В первом отделении были (и, конечно, есть и сейчас) и другие вы­­дающиеся лич­нос­ти. На­зову, на­при­мер, всем известную троицу: В. Кажарский, А. Батенко и В. Ска­биц­кий. У них был свой «под­валь­ный» угол зрения практически на все животре­пещущие во­п­росы. Но осо­бым, утрированным кри­тикант­ством выделялись Толя Батен­ко и Володя Скабицкий. В той или иной степени эти два ниспровер­га­­те­ля ста­вили под сом­нение пригодность и обоснование практи­чески всех мало-маль­ски значащих жиз­нен­ных устоев: педагоги­чес­ких, об­щест­венно-политических, со­циаль­но-психологи­чес­ких, военных… У Толи Батенко в его вы­­ска­зы­вани­ях всегда была большая примесь сарказ­ма, менторская нотка: «Да не впарите вы мне ва­шу бели­бер­ду, я и сам с усам».

А вот Кега внут­рен­не страдал от, мягко говоря, несоответствия, не­аде­к­ват­нос­ти в «воин­ском воспитании», социально-политической пропа­ган­де.

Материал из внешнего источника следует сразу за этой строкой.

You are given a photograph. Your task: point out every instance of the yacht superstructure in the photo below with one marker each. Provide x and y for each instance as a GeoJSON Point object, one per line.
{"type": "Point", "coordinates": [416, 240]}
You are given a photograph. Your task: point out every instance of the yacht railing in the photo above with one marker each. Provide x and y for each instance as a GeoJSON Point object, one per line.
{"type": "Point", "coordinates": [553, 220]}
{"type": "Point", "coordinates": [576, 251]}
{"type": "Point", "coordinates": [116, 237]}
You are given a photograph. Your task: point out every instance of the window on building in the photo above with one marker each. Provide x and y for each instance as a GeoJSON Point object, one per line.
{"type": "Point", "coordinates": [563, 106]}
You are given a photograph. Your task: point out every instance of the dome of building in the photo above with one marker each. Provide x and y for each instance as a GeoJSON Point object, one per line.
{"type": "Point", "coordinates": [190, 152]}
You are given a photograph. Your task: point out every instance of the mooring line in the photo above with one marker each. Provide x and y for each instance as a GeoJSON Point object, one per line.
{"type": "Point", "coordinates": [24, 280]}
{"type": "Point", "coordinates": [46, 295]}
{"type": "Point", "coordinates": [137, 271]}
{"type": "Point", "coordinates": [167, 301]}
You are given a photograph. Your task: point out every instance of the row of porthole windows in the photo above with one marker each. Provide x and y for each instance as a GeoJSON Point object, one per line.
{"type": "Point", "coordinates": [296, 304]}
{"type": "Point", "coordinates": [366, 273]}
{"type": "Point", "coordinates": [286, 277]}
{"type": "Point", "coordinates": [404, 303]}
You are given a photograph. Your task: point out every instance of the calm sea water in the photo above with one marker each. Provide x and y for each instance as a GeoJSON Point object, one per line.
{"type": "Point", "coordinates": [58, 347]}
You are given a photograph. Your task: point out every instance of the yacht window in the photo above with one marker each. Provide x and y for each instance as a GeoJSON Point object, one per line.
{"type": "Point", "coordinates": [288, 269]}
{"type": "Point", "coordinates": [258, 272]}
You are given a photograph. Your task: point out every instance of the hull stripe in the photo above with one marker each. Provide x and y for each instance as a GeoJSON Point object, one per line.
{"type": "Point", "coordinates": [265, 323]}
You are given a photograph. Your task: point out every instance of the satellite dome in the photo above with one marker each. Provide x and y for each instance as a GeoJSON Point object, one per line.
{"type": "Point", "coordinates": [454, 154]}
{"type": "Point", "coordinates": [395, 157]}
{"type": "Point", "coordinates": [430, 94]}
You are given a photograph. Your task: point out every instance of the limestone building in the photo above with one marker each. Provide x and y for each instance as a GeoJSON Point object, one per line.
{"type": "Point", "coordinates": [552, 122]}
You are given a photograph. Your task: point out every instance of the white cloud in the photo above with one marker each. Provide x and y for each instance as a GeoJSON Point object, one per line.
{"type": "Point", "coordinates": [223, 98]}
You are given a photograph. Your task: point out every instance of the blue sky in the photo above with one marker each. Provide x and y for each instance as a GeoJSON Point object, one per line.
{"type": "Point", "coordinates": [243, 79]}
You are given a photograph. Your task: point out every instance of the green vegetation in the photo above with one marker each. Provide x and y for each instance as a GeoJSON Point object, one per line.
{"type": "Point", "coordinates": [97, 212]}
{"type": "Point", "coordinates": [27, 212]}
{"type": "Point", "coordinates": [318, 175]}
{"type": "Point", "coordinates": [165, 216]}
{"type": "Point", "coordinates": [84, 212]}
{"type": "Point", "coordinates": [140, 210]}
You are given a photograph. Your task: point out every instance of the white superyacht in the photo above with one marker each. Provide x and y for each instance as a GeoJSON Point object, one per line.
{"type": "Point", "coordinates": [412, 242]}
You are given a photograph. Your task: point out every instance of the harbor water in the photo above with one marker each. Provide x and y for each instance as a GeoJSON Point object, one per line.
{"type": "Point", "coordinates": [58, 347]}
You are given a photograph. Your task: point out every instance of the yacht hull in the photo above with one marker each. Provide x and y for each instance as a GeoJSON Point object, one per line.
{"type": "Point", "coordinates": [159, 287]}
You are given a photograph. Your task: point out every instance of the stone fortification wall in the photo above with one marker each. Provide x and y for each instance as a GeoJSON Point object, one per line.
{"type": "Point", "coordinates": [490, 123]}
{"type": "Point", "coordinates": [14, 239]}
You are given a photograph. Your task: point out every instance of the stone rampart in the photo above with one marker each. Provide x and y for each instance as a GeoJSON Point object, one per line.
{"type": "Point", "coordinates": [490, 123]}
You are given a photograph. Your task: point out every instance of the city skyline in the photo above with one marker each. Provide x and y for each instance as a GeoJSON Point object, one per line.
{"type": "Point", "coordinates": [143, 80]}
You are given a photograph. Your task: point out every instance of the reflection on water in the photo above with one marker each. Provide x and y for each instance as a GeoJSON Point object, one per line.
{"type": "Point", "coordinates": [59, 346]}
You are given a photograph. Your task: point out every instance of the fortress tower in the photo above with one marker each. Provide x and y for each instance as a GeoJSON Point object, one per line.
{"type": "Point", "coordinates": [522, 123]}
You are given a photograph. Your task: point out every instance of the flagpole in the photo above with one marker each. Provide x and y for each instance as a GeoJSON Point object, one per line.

Он ис­пытывал мучения сам и других пы­тал трагически‑рито­рическими вопросами.
Уже тогда у него про­яв­ля­лись признаки необратимого внутреннего раздрая, вы­лив­шегося в глубокий раскол со все­ми и своеобразное схимничество.
Сейчас мне понятны чувства бессилия, ко­то­рые подчас ов­ла­девали нашим воспита­телем Б. Долгиным. Но, на­вер­но, и он по­ни­мал, что у всех мер воздействия есть свой предел, а вот порог дей­ст­венного вли­я­ния на самодостаточных интел­лек­тов, по­пав­ших в его под­чине­ние, значительно выше этого предела.